Kalenderi: Sünni, Şii, Alevi, Bektaşi, Hanefi, Hanbeli, Maliki, Şafii, Katolik, Protestan, Ortodoks…Başka vardır daha, bilemedim. Kimi Müslüman, kimi Hıristiyan mezhepleri. Kimsenin dinine, mezhebine karışmam. Senin dinin sana, benimki bana ama, insanın meşrebi Kalenderi olmalı. Dünya malına değer vermeyen, geçiciliği bilen, Tanrıyla ilişkisinde aracı istemeyen, kendini bazen Tanrı, bazen insan, bazen karınca olarak gören bir Kalenderi.

Laik: Laiğim, laiksin, laik, laiğiz, laiksiniz, laikler. Andımız budur! Doğa budur, yaşam budur, varlık budur, şiir, edebiyat, müzik, aşk budur.

Mahviyetkar: Bu sözcüğü ilk duyduğumda, ‘mahvolmak’tan geldiğini düşünmüştüm. Sonra birkaç konuşmada karşıma çıktı, öyle değildi. Bu kez bana Orhan Veli’yi düşündürdü: “Yelken ol, kürek ol, dümen ol, balık ol, su ol”. Beninden kurtul, şiir oku, şiir yaz, şiir düşün, alçakgönüllü ol, mahviyetkar ol!

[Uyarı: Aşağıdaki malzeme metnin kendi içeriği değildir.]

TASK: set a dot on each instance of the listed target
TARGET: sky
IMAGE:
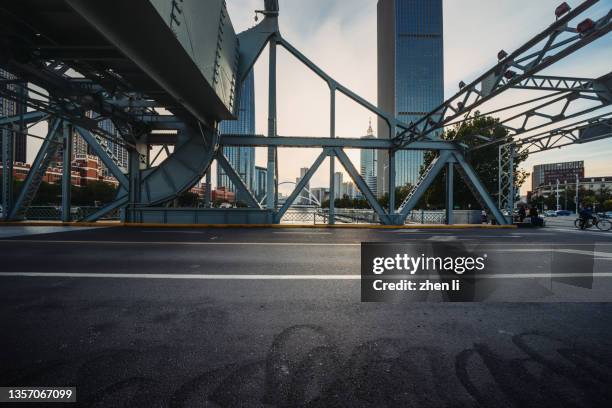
(340, 37)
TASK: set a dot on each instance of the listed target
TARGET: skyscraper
(241, 158)
(369, 160)
(410, 74)
(304, 197)
(12, 108)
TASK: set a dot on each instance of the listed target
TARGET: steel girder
(302, 184)
(448, 158)
(237, 180)
(385, 218)
(540, 52)
(47, 153)
(7, 155)
(105, 154)
(586, 131)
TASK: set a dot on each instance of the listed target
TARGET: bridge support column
(391, 183)
(271, 187)
(332, 157)
(208, 192)
(450, 176)
(135, 166)
(8, 154)
(66, 172)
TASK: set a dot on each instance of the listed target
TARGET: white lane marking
(301, 233)
(279, 277)
(42, 241)
(178, 276)
(576, 231)
(559, 250)
(175, 232)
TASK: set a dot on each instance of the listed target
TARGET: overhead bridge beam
(322, 142)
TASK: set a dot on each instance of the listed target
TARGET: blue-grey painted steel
(8, 152)
(252, 43)
(181, 170)
(361, 185)
(483, 194)
(271, 187)
(543, 50)
(163, 215)
(300, 186)
(101, 153)
(340, 88)
(392, 181)
(66, 172)
(121, 201)
(321, 142)
(45, 155)
(199, 39)
(450, 202)
(332, 158)
(423, 184)
(28, 117)
(238, 182)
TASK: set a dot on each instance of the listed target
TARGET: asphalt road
(101, 311)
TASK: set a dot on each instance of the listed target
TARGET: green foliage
(485, 162)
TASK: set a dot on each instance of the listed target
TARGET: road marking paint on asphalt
(42, 241)
(279, 277)
(301, 233)
(559, 250)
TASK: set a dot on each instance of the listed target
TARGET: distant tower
(410, 74)
(369, 162)
(12, 108)
(241, 158)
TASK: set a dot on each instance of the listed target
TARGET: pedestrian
(522, 213)
(533, 214)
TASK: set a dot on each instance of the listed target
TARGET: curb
(245, 226)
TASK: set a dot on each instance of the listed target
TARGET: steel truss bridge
(168, 71)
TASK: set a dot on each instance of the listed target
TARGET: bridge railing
(54, 213)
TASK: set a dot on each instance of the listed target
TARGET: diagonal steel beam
(361, 184)
(423, 185)
(45, 155)
(102, 153)
(472, 179)
(540, 52)
(28, 117)
(302, 183)
(122, 200)
(237, 180)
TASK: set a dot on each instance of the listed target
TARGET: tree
(485, 162)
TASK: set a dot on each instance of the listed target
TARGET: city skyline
(340, 35)
(410, 75)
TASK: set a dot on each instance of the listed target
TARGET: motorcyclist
(586, 214)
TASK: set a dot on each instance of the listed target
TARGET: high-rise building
(12, 108)
(338, 185)
(260, 182)
(410, 74)
(551, 172)
(304, 197)
(241, 158)
(369, 159)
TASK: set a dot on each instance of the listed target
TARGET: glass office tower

Neş’e: Bu yıl ‘neşen bilir!’ diyelim yine, eskiden derdik ya hani! Neşemiz ufaktan da olsa yerine gelmeye başladı ya, biz işte öyle eski çocuklarız ki, hava biraz güzel, gökyüzü biraz mavi olsa, ‘devrim’ oluyor sanırız! O da olur bir gün mutlaka! Olur da dünya yeniden kurulur, bizim istediğimiz başka bir alem olur! Devrim mi olur, alem mi olur, dans mı olur, ne olursa olsun, yeter ki neşeli olsun!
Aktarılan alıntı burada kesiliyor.